No. It’s not for us. The tough love bedtime thing is just Too Tough. For now, our bedtime routine is going to remain the way it’s always been. Dinner. Bath. Calm down time on Mommy’s lap (usually in front of the telly [GASP!] Mom’s 21 minutes of The Middle or something equally ‘raucous’). ‘Bottie’ before bed, then saying ‘good-night’ to all the friends (Peppa and George, princess Sofia, Mickey and Minnie) on the pictures in the bedroom. The Little Lady turns on her bedtime mobile and then turns off the big light, and then i rock her and we sing.

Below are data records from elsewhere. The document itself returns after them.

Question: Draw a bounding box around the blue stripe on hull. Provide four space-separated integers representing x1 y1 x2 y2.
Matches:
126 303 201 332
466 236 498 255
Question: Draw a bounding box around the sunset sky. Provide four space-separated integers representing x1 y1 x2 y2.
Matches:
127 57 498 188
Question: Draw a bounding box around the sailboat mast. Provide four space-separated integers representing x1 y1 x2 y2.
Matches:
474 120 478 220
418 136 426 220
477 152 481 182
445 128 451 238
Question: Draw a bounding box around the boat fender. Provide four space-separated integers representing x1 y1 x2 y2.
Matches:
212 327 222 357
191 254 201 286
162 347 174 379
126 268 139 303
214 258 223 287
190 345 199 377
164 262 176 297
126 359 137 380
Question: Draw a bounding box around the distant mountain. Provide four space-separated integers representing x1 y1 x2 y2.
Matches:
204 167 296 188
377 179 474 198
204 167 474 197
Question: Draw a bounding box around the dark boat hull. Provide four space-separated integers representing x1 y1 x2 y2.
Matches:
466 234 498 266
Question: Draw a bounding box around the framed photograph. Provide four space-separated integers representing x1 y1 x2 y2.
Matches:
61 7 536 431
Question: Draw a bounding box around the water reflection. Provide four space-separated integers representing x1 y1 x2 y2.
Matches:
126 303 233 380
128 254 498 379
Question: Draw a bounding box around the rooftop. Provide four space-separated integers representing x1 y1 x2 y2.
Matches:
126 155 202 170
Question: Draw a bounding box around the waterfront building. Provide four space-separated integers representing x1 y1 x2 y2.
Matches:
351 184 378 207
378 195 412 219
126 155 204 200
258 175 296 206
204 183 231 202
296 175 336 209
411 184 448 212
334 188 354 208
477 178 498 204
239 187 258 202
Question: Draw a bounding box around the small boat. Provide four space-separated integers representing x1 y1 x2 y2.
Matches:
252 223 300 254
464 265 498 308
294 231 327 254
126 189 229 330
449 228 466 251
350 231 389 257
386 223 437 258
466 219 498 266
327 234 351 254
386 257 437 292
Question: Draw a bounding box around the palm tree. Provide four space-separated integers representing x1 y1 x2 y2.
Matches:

It’s not that bad you know. In fact, now that i’ve come to my senses, i wouldn’t change our bedtime routine for the world. I get to drink in that clean, baby smell. That warm, fuzzy softness. For those minutes, she’s all mine. She’s becoming her own little person, with the most fantastic personality – the days are filled with funny, wonderful little things she’s done or said (or tried to say) and this time is also my time to reflect on her accomplishments. In the half dark of her little room, to the tune of twinkle twinkle little star, Mommy’s heart swells with pride. As i hold her in my arms, and stroke those dark curls, i know my little girl feels safe. My little girl feels happy. My little girl feels loved. One day, probably sooner than i realise, she won’t need me to rock her to sleep anymore. Before i know it, she’ll be waving goodbye at the primary school gates, and then in the blink of eye she’ll be heading off to high school.
Of course, there are difficult nights. The nights when she’s not feeling well, or when i’m feeling down, or tired, or things are just a little ‘out of whack’. I’ve come to realize that even those nights are ‘do-able’. I just need to step back, take a deep breathe, calm down, and give it another go. Every day, we’re all changing, growing, going through things, but if i can just breathe, and be calm, and be there for my child there is so much i can learn. Parenting is cycle of love, and growth and loss and discovery. It is an exciting, tiring, terrifying, wonderful ride – and i don’t want to miss even a single second of it.
I write things down, and i take photos. Loads of photos. But the truth is, no photo can capture the feeling that this moment holds. For now, i’m going to cherish every moment while it’s still alive. And i’m going to rock my baby to sleep – even on the hard nights.